日本におけるドゴの歴史   ―30年を振り返る―
大阪プロット&ドゴクラブ リーダー   GORO/T

私がドゴ・アルヘンティーノと出会ったのは、今から30年程前のことです。
日本のハンティング・マガジンの世界の猟犬のコーナーでアルゼンチンの
鉄砲いらずの猪犬と紹介されていました。
その頃、私たちは少数のドゴを飼いはじめました。 ビッグ・ゲーム・ハンターが
多数集まるイベント(猪犬大会)でドゴと大猪を戦わせ、ドゴの素晴らしい
強力な噛芸を公開したところ、ドゴを求める人が多数集まりました。
私の猟友達がアルゼンチンへドゴを買い付けに行き、現地の有名な
ブリーダーに会い、ドゴを見学し、数頭のドゴを持ち帰りました。ほとんどの人が
ビジネス目的でドゴの買い方、使い方、犬の良し悪しも解らずに輸入しました。
良い犬は少数で欠点のある犬が多く、皮膚病、欠聴、後足の弱い犬
ドゴらしくない犬、人や犬に吠え付く犬など
それらの犬も次々と仔犬を作り、高価で売られました。その後は現地の
案内人(業者)によって次々紹介され短期間に40から50頭輸入されました。
今と違ってこの時代は$が360円の時代でネットもなく苦労しました。
ドゴもその他の経費も高く、日系の日本語の分かる業者に頼むしか
なかったので、正直今思うと、かなりローカルな犬を安く買い集め
日本へ高価で送り込んだようです。
私たちは狩猟に使うのが第一の目的でしたが、ほとんどの犬が使い物に
ならなかったことは事実でした。
日本の猟場はブッシュが多く、山も高く急なため大型犬のドゴを使いこなす
人も少なく、日本犬やその他の犬種と交配し、ドゴのF1を作り、猟に使ったら
ドゴ雑はスピード、フットワーク、噛みも抜群の犬が多くでき、実猟において
良い成績を上げた犬が多かった。
また、猟犬として良いドゴは短命な犬が多かった。なぜならば、ドゴは相手を
選ばない。どんなに大きな荒猪に対しても真っ向勝負し、猪の顔めがけて
飛びつくように鼻や耳、顎を噛み、一度噛んだら噛みなおすことはなく
グイグイと噛みこんで荒猪に振り回されても引きずられても
放すことは無く命を懸けて戦います。
10回勝っても1回のミスで猪の牙で切られ重症になるか死ぬ犬が多かった。
この時代は猪も高価で80キロ級で20万から25万円で取引されていたので
ドゴが消耗品的に扱われる時期もありました。その後はドゴを輸入する人も
いなくなり、ごく一部の人がドゴを理解し、ドゴを好きな人が飼い続けていましたが
純血と言える犬は姿を見せなくなり、ドゴに近い犬(ドゴ雑)が
ハンターの世界でドゴと言って売られていました。 私はこうした犬をジャパン・ドゴと
呼んでいました。
私も多数のドゴを飼いましたが、思い出に残る犬は小型の牡犬の一頭のみでした。
この犬は、猪を見つけ出すのが速く、スピード、フットワーク、噛みは
抜群で主人を裏切ることなく、実猟でもイベントでも猪とうまく戦いました。
家庭では家族の良きペット犬で、性格の良い、甘ったれのとても賢い犬でした。
この犬も亡くなり、私の犬舎から一時ドゴの姿が消えました。
今から8年前、若い頃からドゴが好きであった上村氏が念願のドゴの
仔犬を2頭(Jajome's IkeとLily)輸入しました。
そして上村氏が始めて仔犬を生ませたとき、私に5頭のドゴをプレゼントしてくれました。

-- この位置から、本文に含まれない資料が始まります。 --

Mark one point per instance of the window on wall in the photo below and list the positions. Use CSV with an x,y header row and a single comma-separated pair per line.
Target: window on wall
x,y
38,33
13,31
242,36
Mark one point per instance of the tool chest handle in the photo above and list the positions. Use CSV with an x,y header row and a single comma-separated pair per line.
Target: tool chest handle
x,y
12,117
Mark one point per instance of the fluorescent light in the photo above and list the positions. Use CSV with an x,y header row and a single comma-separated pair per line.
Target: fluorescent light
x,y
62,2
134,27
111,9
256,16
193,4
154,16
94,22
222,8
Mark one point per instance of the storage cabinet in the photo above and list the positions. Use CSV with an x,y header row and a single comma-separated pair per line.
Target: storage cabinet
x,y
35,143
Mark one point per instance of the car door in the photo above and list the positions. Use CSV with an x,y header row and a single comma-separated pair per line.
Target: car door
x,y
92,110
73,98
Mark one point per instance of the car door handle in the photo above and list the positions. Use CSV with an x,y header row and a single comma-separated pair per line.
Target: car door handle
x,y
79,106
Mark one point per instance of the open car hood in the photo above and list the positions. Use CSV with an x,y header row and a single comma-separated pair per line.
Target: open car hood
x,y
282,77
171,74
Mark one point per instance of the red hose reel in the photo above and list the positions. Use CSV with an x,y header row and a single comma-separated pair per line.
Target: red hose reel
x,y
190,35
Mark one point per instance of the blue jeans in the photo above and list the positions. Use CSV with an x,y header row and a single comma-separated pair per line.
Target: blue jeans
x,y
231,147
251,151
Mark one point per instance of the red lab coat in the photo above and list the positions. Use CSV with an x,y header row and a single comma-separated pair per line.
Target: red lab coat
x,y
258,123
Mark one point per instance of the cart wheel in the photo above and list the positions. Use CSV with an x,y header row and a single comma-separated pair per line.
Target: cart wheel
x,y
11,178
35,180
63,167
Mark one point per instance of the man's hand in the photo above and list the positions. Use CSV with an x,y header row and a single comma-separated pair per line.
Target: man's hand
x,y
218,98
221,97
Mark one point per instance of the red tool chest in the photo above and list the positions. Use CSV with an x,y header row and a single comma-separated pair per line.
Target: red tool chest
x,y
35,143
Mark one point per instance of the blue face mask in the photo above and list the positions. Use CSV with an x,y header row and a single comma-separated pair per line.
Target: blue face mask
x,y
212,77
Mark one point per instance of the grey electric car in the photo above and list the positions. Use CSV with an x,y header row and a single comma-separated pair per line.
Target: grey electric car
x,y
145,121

久しぶりの純血ドゴの仔犬はとても可愛く、家内と娘は大喜び
この時が私のドゴ病2回目の始まりで、上村氏と私の二人で買い始め
上村氏は次々と仔犬を作り、若い仲間も増えてきました。Ike×Lilyの組み合わせで
良い犬が多数できました。私の仔犬たちも成長し、上村系の牝犬のために
私が種牡を探し始めました。
私はネットも英語も苦手なので猟友の娘さんである河合正美さんに
手伝ってもらい世界のドゴの犬舎を調べました。
私はアルゼンチンの知人からデータを集め、ブラボーラのカルロス氏を選びました。
日本には昔からの古い諺が有ります。 “犬を買うなら、人を買え!”
ブリーダーの人柄、人間性、実績などを調べること。世界共通、犬のブローカー
には悪質な人が多いので要注意である。
カルロス氏はとても親切で良心的な対応でした。私の希望を100%クリアーし
紹介してくれたのがRecadoの直子6ヶ月のロミーでした。写真と血統内容を調べてOKしました。
10ヶ月で日本に来ましたが、さすがカルロス氏の自信作の犬 私の理想とする
タイプの犬で、古くからのドゴ仲間たちは別格の犬だと喜んで評価しています。
ロミーは日本のドゴの改良に十分役立つ犬と 私は確信しています。 
また、家内や娘、孫の良きガードドッグで、どこへ行っても人気者です。
ロミーを紹介してくれた カルロス氏に感謝します。